Villa Ada incontra il mondo a luglio, in un format collaudato da tempo. E anche quest’anno Goran Bregovic il 24 luglio è stato ospite nella grande isola verde romana, accompagnato dalla storica formazione The Wedding and Funeral Band.
L’occasione è anche quella di presentare al pubblico di Villa Ada gran parte dell’ultimo disco, senza dimenticare i grandi successi e le indimenticabili colonne sonore che lo hanno reso celebre.
Cinque anni dopo l’album Champagne for Gypsies, torna con una nuova produzione incentrata sul tema della diversità religiosa e della coesistenza pacifica: Three Letters from Sarajevo; uscito con Universal.
Il musicista balcanico è ormai nella zona consacrata ai grandi miti della musica contemporanea; continua tuttavia ad esercitare il suo fascino anche alla soglia dei settanta anni e di una vita all’insegna della sperimentazione e del nomadismo musicale.
Nato a Sarajevo da madre serba e padre croato, Goran Bregovic crea i suoi primi gruppi rock a sedici anni. “Il rock aveva all’epoca un ruolo fondamentale nella nostra vita. Era l’unica possibilità per poter esprimere pubblicamente il nostro malcontento senza rischiare di finire in galera, o quasi”.
Per far piacere ai suoi genitori, Goran si impegna a proseguire i suoi studi di filosofia e sociologia se l’enorme successo del suo primo disco non avesse deciso altrimenti. Seguono quindici anni con il suo gruppo White Button e tredici album venduti in 6 milioni di copie.
Tour interminabili in cui Goran diventerà l’idolo della gioventù jugoslava. Alla fine degli anni 80, Bregovic si libera del suo ruolo sfibrante di “star” e si isola in un “ritiro dorato” in una piccola casa sulla costa adriatica. Qui compone le musiche del terzo film di Emir Kusturica Il Tempo dei Gitani.
Ma ben presto i primi disordini scoppiano in Yugoslavia e i due amici sono costretti ad abbandonare tutto e trasferirsi a Parigi. Alla sua origine già mista, Goran ha aggiunto una moglie musulmana.

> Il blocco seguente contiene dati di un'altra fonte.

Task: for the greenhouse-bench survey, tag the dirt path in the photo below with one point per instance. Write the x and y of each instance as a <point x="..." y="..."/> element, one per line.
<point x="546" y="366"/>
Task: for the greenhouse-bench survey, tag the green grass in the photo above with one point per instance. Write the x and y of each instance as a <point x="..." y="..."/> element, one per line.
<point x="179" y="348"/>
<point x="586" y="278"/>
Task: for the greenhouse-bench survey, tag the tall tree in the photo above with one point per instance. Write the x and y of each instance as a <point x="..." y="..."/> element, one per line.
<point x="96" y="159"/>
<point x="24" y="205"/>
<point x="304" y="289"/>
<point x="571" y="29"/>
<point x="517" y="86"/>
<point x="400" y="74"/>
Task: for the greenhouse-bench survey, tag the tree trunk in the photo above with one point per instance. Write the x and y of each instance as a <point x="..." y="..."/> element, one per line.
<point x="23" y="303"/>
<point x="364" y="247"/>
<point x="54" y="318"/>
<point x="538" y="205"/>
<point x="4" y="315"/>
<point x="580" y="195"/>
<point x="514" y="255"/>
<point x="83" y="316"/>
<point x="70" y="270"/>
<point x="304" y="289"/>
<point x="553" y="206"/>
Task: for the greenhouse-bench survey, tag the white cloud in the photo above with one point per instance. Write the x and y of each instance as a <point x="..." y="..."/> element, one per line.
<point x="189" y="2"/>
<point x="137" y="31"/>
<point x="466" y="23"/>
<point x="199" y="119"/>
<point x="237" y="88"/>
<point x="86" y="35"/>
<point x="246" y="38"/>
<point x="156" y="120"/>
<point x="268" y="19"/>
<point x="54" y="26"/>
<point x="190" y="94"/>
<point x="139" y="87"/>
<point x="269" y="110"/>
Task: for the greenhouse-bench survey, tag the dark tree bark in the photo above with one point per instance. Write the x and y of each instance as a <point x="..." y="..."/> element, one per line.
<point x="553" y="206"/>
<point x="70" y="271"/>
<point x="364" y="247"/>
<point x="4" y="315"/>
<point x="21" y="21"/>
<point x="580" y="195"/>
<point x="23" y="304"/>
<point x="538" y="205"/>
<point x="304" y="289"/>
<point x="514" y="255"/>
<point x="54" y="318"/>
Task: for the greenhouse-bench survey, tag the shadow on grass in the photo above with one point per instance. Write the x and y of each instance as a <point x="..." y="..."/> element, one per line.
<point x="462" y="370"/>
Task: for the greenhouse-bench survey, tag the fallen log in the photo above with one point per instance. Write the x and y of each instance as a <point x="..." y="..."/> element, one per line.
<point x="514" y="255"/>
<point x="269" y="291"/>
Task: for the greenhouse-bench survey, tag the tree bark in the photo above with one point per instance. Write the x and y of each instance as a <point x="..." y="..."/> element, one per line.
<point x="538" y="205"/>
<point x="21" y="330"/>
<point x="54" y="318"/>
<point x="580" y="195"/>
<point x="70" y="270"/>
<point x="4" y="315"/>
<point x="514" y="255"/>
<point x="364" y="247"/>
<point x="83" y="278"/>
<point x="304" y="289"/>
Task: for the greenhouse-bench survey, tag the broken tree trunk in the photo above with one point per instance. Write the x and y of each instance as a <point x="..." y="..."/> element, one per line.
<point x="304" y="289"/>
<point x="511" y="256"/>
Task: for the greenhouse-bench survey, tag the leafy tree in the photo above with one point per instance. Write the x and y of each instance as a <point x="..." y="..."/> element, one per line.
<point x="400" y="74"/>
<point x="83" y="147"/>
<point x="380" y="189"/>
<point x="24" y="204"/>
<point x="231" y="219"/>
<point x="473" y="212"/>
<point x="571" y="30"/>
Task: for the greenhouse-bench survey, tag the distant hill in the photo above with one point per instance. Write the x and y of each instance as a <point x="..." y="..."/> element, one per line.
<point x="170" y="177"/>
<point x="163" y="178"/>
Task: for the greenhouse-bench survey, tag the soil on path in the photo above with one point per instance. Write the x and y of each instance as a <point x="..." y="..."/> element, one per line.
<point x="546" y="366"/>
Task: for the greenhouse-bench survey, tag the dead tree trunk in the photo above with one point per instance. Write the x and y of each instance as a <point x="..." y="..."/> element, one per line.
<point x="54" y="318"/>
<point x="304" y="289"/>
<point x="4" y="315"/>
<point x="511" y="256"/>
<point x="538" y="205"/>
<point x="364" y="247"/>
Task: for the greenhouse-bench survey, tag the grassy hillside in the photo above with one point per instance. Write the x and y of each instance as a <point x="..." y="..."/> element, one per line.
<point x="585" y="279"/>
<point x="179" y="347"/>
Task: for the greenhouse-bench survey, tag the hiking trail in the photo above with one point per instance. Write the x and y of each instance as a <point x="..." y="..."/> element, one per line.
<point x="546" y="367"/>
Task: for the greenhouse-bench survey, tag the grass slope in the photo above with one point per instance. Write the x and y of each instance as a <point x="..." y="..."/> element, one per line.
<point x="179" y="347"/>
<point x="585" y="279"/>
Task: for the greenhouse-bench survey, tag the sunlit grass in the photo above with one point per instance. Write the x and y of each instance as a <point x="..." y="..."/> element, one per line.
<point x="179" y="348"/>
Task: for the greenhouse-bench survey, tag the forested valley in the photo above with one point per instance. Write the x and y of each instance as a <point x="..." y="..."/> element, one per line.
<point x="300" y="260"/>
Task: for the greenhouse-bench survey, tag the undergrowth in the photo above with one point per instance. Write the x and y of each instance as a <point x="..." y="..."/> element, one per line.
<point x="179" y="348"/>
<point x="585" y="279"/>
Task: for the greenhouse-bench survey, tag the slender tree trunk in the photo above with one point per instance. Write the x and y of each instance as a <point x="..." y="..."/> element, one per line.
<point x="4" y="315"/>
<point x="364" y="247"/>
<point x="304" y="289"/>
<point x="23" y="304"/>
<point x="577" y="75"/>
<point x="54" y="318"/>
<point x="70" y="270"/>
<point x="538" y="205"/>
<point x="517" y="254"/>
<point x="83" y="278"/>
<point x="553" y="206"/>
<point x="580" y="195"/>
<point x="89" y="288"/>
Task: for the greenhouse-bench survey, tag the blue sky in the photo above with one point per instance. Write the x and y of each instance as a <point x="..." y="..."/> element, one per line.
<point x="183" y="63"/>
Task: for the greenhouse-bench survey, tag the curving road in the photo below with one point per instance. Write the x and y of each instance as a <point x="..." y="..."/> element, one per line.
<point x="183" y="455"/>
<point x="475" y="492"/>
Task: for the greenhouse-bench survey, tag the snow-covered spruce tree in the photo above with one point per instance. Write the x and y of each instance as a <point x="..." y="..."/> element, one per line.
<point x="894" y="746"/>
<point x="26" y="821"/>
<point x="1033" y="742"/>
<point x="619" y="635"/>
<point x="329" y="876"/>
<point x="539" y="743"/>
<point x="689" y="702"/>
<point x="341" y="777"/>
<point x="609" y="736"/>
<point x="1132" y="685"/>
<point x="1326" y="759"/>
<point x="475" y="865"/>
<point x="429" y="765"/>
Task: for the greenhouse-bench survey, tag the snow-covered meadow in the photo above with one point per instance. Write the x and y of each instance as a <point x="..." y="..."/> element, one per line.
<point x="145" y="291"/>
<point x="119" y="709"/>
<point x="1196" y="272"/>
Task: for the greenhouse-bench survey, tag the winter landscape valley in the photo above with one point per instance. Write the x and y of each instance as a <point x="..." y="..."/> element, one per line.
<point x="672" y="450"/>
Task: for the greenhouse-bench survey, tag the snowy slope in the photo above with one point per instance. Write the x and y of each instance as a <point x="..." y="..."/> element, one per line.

Tutto questo è necessario per comprendere fino in fondo la filosofia artistica di Bregovic che appare tra i suoi musicisti vestito di bianco da sempre, il non-colore capace di assorbire e trattenere ogni sfumatura di colore presente nel mondo.
Unico, selvaggio e raffinato si lascia rapire da ogni tipo di contaminazione che arriva dal cinema di Kusturica, dal teatro, dalla tradizione.
A Villa Ada la sua orchestra si è esibita in formazione ridotta, per motivi ovviamente logistici ma il pubblico fedele sembra non accorgersene, travolto dal ritmo indiavolato e del suo rapporto empatico con i fan che invita a cantare con una perfetta padronanza dell’italiano.
Ho notato l’assenza del direttore-percussionista, Ognjen Radivojevic e di Alen Ademovic rimpiazzati da un nuovo artista. Quelle che non potrebbero mai essere sostituite sono le voci bulgare, presenti nei loro costumi coloratissimi.
Il rituale è quello solito, i pezzi nuovi sono stati composti con la collaborazione di musicisti come Bebe, Riff Cohen, Rachid Taha, Asaf Avidan. Un Bregovic en passant che infiamma i cuori dei suoi fedelissimi, in un contesto anche troppo intimista per la portata del suo sound.